Kepada TEMPO, Fadjaruddin membantah pernyataan Ridwan. Katanya,
perusahaannya telah melaksanakan dengan baik semua pekerjaannya
sebagai sub-kontraktor NK. Jadi ia tak mau disebut sebagai
"pemborong formalitas." Dia juga membantah memberi "pelicin",
sebuah Honda Civic misalnya, untuk menjalin hubungan dengan NK.

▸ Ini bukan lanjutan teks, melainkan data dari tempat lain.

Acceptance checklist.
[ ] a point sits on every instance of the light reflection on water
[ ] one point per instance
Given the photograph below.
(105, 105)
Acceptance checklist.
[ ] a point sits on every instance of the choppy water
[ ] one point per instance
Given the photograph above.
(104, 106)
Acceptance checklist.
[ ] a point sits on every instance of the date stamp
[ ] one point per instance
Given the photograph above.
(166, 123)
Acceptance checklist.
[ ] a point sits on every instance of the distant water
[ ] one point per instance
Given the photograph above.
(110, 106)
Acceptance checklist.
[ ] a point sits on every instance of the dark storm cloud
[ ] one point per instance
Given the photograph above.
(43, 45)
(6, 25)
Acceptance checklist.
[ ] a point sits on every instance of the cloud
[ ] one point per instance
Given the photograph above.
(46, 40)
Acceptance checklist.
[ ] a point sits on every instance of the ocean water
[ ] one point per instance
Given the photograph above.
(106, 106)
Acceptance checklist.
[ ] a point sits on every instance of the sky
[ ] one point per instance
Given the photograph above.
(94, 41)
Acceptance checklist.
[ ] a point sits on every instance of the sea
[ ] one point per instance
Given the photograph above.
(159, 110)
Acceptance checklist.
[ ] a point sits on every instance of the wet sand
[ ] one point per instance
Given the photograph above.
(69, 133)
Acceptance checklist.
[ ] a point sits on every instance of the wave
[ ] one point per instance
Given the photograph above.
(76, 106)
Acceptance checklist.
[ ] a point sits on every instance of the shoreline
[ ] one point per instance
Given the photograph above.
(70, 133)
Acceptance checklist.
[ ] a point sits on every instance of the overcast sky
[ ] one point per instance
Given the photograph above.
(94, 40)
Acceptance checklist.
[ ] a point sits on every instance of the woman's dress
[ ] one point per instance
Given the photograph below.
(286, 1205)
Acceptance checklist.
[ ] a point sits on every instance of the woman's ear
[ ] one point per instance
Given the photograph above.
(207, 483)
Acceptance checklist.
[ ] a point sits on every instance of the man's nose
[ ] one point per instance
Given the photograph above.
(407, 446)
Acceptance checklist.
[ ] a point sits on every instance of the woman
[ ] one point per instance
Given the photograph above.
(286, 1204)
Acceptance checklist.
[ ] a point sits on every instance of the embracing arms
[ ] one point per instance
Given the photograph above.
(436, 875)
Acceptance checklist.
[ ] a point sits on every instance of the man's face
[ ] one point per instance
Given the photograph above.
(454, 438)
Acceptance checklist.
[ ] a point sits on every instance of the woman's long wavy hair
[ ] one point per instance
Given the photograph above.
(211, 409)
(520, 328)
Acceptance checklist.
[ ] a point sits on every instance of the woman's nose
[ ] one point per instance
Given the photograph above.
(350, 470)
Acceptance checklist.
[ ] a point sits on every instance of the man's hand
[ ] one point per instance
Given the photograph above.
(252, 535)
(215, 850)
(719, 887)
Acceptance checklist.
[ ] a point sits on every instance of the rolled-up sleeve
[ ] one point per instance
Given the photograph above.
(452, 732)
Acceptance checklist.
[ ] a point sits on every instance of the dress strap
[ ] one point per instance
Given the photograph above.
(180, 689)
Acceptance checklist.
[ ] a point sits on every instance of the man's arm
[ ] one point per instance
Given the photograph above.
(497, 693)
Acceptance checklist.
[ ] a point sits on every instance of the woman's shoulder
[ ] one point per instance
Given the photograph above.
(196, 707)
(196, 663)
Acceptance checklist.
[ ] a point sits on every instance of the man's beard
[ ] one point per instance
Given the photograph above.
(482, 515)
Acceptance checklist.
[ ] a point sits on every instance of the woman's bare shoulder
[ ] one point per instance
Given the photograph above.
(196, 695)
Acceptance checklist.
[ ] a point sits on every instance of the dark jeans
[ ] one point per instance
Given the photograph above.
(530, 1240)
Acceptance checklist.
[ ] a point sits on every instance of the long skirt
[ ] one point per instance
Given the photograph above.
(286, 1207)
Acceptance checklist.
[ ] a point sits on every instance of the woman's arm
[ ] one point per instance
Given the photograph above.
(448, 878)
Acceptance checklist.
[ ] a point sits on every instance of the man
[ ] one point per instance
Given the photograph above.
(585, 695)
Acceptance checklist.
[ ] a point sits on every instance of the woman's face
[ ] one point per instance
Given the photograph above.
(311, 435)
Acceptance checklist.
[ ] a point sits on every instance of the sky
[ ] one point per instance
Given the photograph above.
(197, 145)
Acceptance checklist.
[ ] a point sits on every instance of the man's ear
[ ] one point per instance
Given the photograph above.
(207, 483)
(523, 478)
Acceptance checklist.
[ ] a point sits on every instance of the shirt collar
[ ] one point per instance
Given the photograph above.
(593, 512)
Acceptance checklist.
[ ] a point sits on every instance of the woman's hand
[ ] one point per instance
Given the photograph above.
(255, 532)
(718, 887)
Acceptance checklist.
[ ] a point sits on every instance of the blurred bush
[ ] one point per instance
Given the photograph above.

Fajar tak merasa pernah memberi "servis yang besar" kepada
pejabat yang memberinya pekerjaan. Yang dilakukannya, katanya,
hanya memberi sesuatu "untuk kelancaran tugas mereka." Misalnya,
menyediakan mobil, "untuk dipinjam saja" dan sekedar uang
transpor.
Gagal mempidanakan pejabat NK, Fadjaruddin ternyata berhasil
memenangkan perkara secara perdata -- yang hampir saja memaksa
pengadilan melelang kekayaan NK. Lelang memang batal. Tapi
melalui perkara ini negara harus mengeluarkan uang tidak
sedikit. Kekalahan NK, menurut Ridwan, "berarti perusahaan harus
membayar tiga kali." Pertama, membayar pembiaaan proyek jalan
Daan Mogot yang dikerjakannya sendiri. Kedua, untuk membiayai
persengketaan dengan Fadjar -- NK telah membayar "lebih dari Rp
100 juta." Dan terakhir, untuk menghindari lelang, NK harus
memenuhi "tagihan" bekas rekanannya sesuai dengan jadwal.